Боюсь, я не сумел разыграть удивление так хорошо, как этого требовали приличия. А ведь имел возможность подготовиться.

А потом я вдруг ощутил раздражение. Почему этот торгаш позволяет себе лезть в денежные дела такого человека, как Аллан?

— Знаете, — заметил я равнодушным тоном, — это ведь все-таки его дело…

Мой собеседник вдруг густо покраснел и сконфузился, точно лакей, уличенный в воровстве. Тут уже мне стало стыдно. Ибо я чувствовал, зная,что его подозрения не были, не могли быть грязными.

— … Хотя, — продолжал я, — это, пожалуй, и в самом деле несколько странно.

— Не правда ли? Конечно, он мог взять деньги, чтобы перевести их куда-то — да мало ли что можно предположить. Однако вот что странно: он брал их несколько раз, словно бы собирался понемножку их тратить…

(Он ломает комедию, это ясно! У него ведь есть своя полиция. Персонал отеля. Но мне он, естественно, об этом не скажет, так далеко его откровенность не простирается. Да это и не мое дело. Так что не буду тянуть его за язык.)

— Ну, дорогой мой… это значит, что у вас остановился миллионер, который хочет наслаждаться жизнью, вот и все…

Грустной улыбкой он дал мне понять: у нас с ним разные представления о том, что такое счастье в этом бренном мире. Но следующие его слова, которые он произнес в каком-то полузабытьи, словно размышляя вслух, заставили меня побледнеть.

— Миллионер, да. Миллион у него был.

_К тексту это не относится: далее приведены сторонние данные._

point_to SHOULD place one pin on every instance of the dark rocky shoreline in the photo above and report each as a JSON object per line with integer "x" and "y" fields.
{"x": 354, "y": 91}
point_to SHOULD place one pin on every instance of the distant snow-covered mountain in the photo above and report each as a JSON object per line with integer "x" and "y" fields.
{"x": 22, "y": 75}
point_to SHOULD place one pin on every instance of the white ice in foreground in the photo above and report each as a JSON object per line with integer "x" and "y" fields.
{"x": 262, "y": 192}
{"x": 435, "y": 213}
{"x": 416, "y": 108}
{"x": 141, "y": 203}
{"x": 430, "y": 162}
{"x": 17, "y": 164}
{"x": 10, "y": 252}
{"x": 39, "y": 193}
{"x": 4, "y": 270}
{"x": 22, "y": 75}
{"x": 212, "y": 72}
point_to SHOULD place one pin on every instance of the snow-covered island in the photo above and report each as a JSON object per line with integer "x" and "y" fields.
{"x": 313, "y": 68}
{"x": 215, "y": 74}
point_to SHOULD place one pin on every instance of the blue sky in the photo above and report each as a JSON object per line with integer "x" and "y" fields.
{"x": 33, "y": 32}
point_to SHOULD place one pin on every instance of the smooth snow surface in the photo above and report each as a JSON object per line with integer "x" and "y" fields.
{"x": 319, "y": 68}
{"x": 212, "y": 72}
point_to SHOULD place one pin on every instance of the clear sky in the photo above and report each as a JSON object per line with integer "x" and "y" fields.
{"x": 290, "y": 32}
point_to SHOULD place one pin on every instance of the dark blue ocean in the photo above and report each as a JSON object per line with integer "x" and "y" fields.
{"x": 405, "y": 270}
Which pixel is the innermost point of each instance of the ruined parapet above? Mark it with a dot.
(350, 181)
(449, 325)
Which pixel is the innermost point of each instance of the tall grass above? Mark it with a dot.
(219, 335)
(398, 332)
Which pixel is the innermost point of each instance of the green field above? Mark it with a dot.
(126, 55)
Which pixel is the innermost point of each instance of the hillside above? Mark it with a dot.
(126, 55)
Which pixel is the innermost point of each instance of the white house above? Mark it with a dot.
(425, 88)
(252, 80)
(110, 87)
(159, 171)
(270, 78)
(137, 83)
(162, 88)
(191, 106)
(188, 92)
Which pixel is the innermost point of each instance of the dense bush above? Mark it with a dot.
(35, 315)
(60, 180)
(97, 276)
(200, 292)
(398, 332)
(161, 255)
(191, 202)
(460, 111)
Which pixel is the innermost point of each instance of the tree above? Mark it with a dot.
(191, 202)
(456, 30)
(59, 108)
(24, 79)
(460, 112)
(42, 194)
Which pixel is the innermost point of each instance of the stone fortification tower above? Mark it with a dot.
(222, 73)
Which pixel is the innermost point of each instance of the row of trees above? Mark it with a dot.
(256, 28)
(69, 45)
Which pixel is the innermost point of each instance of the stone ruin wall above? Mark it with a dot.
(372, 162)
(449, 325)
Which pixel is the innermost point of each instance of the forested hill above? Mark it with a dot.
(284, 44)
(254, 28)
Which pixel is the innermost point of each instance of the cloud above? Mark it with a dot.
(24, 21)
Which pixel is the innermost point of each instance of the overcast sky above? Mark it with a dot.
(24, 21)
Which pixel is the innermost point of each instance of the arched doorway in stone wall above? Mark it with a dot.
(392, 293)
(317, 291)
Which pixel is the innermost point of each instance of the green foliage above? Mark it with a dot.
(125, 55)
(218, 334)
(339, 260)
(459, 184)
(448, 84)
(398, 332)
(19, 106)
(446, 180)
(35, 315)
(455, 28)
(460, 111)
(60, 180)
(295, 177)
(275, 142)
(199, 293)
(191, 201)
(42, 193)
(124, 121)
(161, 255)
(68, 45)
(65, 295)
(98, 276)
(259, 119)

Но что-то мне подсказывает — хотя подтверждений у меня нет, возможно, это просто чушь, — что-то мне подсказывает, что, кроме этого миллиона, у него больше нет ни гроша.

— Откуда вам это знать, дорогой Керсэн? У вас дар ясновидения?

— Понимаю, вам смешно. Для директора отеля это так соблазнительно — поиграть в детектива. И все же тут происходят странные вещи.

— А именно?

— Он здесь уже две недели. И представьте — можете мне поверить, вся почта в отеле проходит через мои руки, — за это время он не получил ни единого письма. Все-таки это необычно для такого человека… такого элегантного, такого светского.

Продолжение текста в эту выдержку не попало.